At the heart of the crisis is a complex relationship between three entities: Yotta, a fintech startup that offered prize-linked savings accounts; Synapse, a middleware company that connected fintech apps with banks; and Evolve Bank & Trust, which held many of the customer deposits.
The trouble began when Synapse filed for Chapter 11 bankruptcy in April 2024, followed by Evolve freezing all withdrawals through Yotta on May 11. Since then, customers have been trapped in a nightmare scenario where their money appears in their account balances but cannot be accessed.

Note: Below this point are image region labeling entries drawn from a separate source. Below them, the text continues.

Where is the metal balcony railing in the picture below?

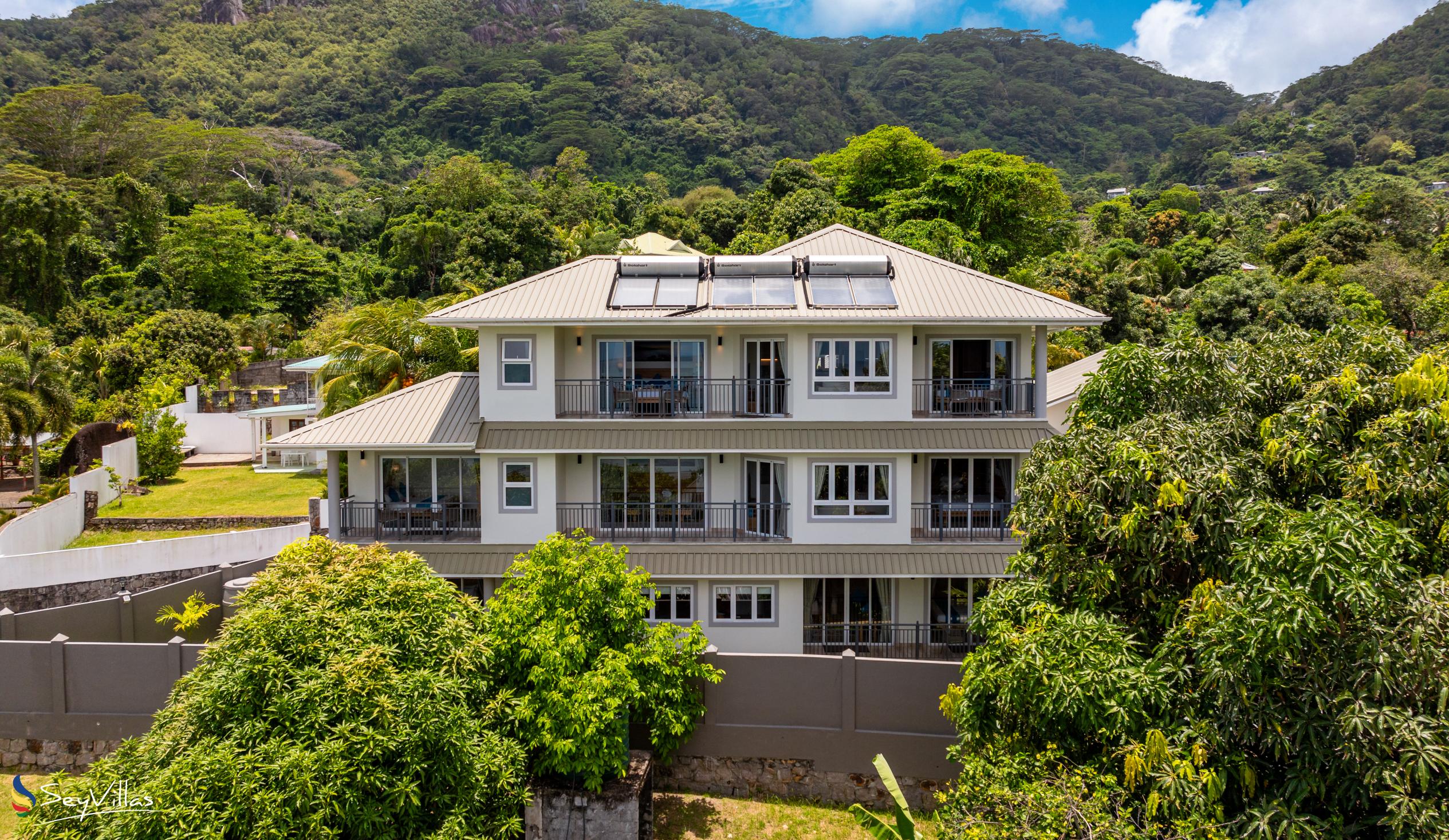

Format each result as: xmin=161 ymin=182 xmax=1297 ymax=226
xmin=910 ymin=501 xmax=1011 ymax=543
xmin=558 ymin=501 xmax=790 ymax=543
xmin=804 ymin=621 xmax=981 ymax=659
xmin=911 ymin=378 xmax=1036 ymax=417
xmin=553 ymin=378 xmax=790 ymax=419
xmin=334 ymin=498 xmax=482 ymax=543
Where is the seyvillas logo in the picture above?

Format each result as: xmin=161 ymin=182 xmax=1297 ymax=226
xmin=10 ymin=775 xmax=35 ymax=817
xmin=10 ymin=776 xmax=156 ymax=826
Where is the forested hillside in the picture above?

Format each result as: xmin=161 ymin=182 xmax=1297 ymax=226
xmin=0 ymin=0 xmax=1243 ymax=184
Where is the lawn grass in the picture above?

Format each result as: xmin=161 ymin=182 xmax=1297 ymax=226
xmin=99 ymin=465 xmax=323 ymax=517
xmin=65 ymin=529 xmax=259 ymax=549
xmin=653 ymin=794 xmax=936 ymax=840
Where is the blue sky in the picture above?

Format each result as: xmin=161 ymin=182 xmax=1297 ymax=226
xmin=0 ymin=0 xmax=1435 ymax=93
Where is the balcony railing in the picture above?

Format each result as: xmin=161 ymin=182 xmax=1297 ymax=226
xmin=911 ymin=378 xmax=1036 ymax=417
xmin=910 ymin=501 xmax=1011 ymax=543
xmin=336 ymin=498 xmax=482 ymax=543
xmin=553 ymin=378 xmax=790 ymax=419
xmin=804 ymin=621 xmax=981 ymax=659
xmin=558 ymin=501 xmax=790 ymax=543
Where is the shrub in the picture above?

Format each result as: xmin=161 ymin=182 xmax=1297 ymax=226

In September, Yotta filed a lawsuit against Evolve in the U.S. District Court for the Northern District of California, accusing the bank of “grotesque misconduct” in its handling of customer funds. According to the lawsuit, Evolve allegedly debited customer accounts for more than $25 million in unauthorized transactions before Synapse collapsed.
“Evolve had no right to take this money from customers and never informed Yotta or its customers that it was doing so,” the lawsuit states. Yotta further alleges that Evolve and Synapse inflated account balances to conceal these transactions.
Evolve has disputed these claims, stating in court filings that “it is Synapse’s conduct and not Evolve’s that is at issue.” The bank maintains that Synapse moved most of the funds away from Evolve.
By November 2024, the situation had deteriorated further. According to data collected by Yotta from over 13,000 affected customers, only about $11.8 million of the total $64.9 million in deposits reported by those customers was being offered for distribution.
The crisis has upended lives. Leticia Barros, who had been saving for a house, told Banking Dive that she and her boyfriend had to take out a loan from his 401k to make a down payment after being unable to access her savings. Another customer, Zack Jacobs, created a website called “Fight For Our Funds” after losing access to $100,000.
Despite customer accounts being connected to FDIC-insured banks, the FDIC has not intervened because no bank has technically failed. Moelis has suggested that regulators might be letting the situation play out because most affected customers “aren’t necessarily wealthy and don’t have the ability to lobby.”
The crisis highlights the potential risks of fintech banking models where customers’ money passes through multiple entities. As one customer who received less than 1% of their savings told investigators, “It is like losing a house.”
For thousands of Americans who trusted these financial apps with their savings, the question remains: will they ever see their money again?